Mr. Lew calmly responded, “I was compensated for my work. I’ll leave for others to judge.”


He emphasized that he had worked in operations at Citigroup, albeit for a time at an investment unit that made proprietary trades on behalf of the bank.


“I was not in the business of making investment decisions,” he said. “I was certainly aware of things that were going on. I was working in a financial institution. I learned a great deal about the financial products. But I wasn’t designing them and I wasn’t opining on them.”


Aside from his time on Wall Street from 2006 to 2008, Mr. Lew has spent most of his career as a Democratic budget official — and the White House chose him in no small part for that experience. Much of his testimony focused on the trillion-dollar budget battle he would face immediately after becoming secretary. On March 1, automatic cuts to military and nonmilitary programs, known as the sequester, will start to take effect. Republicans and Democrats are both struggling to unwind or delay them, with hundreds of thousands of jobs at stake.


Mr. Lew said Congress needed to undo the sequester. He also said political dysfunction in Washington was threatening the real economy.


“The short-term-crisis, deadline-driven practices that we’ve seen over the last couple of years are undermining the economy,” Mr. Lew said. “It’s the first time in my nearly 30 years in public life that I felt that the actions of government were actually working against the goal of getting the economy moving.”


Mr. Lew also described tax reform as a top priority, with an eye to raising more money, lowering rates, reducing loopholes and generally rationalizing the code. He said cutting the tax rate on corporate income to 25 percent from its current 35 percent would be difficult. He also called for a minimum tax on foreign profits. And he said there was “room to work together” on creating a tax system in which income is taxed only in the country where it is earned, a change long sought by large American companies that operate around the world.

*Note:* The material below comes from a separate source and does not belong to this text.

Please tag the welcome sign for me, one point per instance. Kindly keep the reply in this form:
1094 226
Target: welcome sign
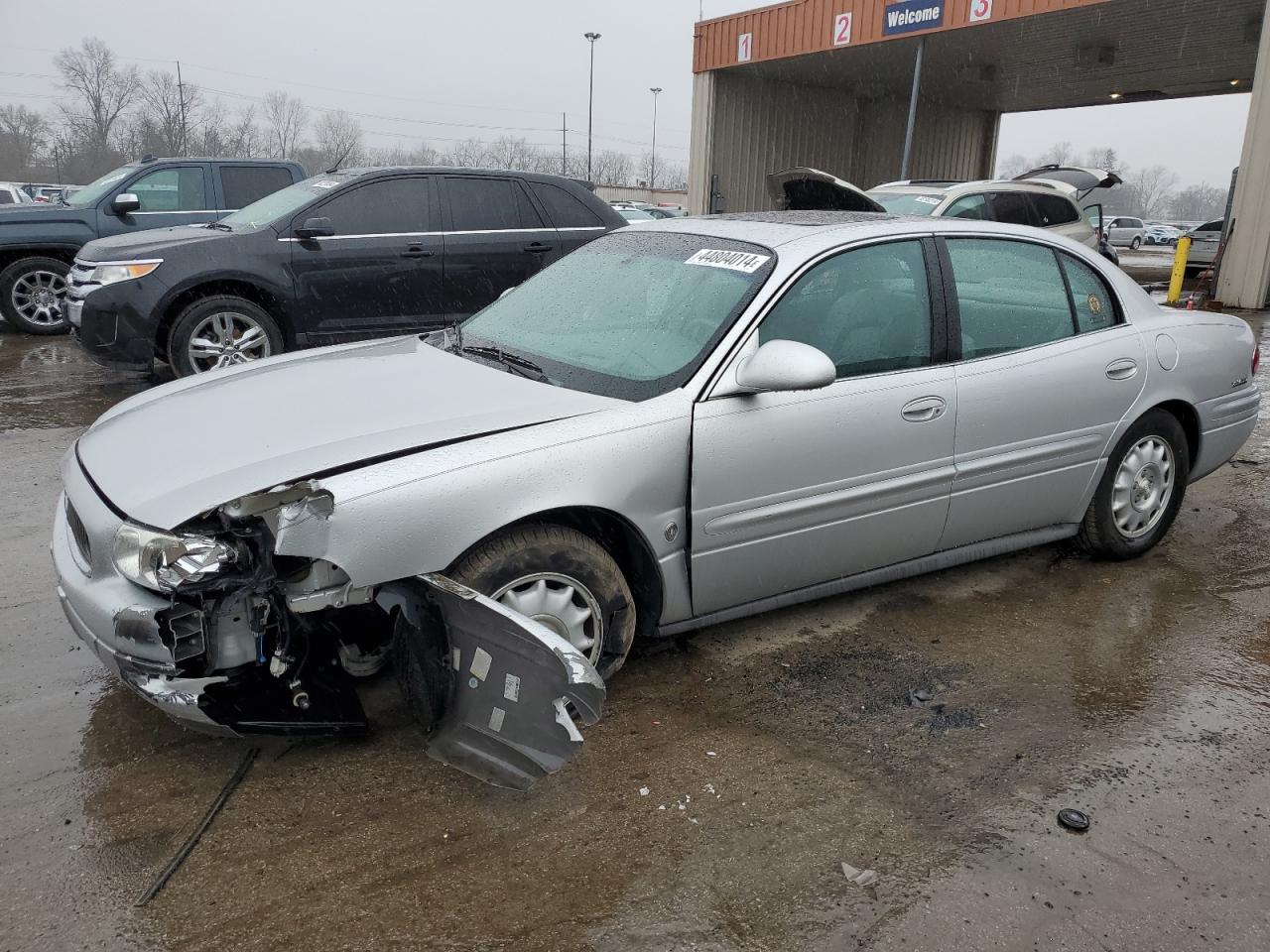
912 16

Over and over, Mr. Lew asserted his longtime budget bona fides and willingness to work with Republicans. “Working across the aisle while serving under President Clinton, I helped negotiate the groundbreaking agreement with Congress to balance the federal budget,” he said in his opening statement. He added that he had been involved in “almost every major bipartisan budget agreement over the last 30 years,” and that “the things that divide Washington right now are not as insurmountable as they might look.”


But as one of Mr. Obama’s main budget negotiators in the last few years, Mr. Lew has at times clashed with Republicans, particularly in the House. Former Treasury Secretary Timothy F. Geithner, not Mr. Lew, acted as a main negotiator during the talks over the automatic tax increases and spending cuts, the so-called fiscal cliff, that Congress cut a deal to avoid last month.


During the hearing, Republicans also targeted a money-losing investment Mr. Lew had made in a fund based in the Cayman Islands. Mr. Grassley noted that Mr. Obama had derided Ugland House, which provides an address for thousands of investment entities — including the fund Mr. Lew bought into — and said he saw some hypocrisy in Mr. Lew’s nomination, given the investment.


But the attacks seemed mostly tactical. “Jack Lew paid all of his taxes and reported all of the income, gains and losses from the investment,” said Eric Schultz, a White House spokesman. “There are no new facts that provide a basis for senators to reach a different conclusion about Mr. Lew’s nomination than they reached twice before in this administration.”


Some senators — including Jeff Sessions, Republican of Alabama, and Bernard Sanders, the left-leaning independent from Vermont — have said they do not support Mr. Lew. But it seemed unlikely that he would face a filibuster that might delay his confirmation or end his candidacy.


“Mr. Lew has been confirmed by the Senate three times already,” Senator Max Baucus, Democrat of Montana and chairman of the Finance Committee, said in a statement released before the hearing, referring to Mr. Lew’s service in both the Obama and Clinton administrations. “I don’t expect there to be any reason why he should not be confirmed this time around as well.”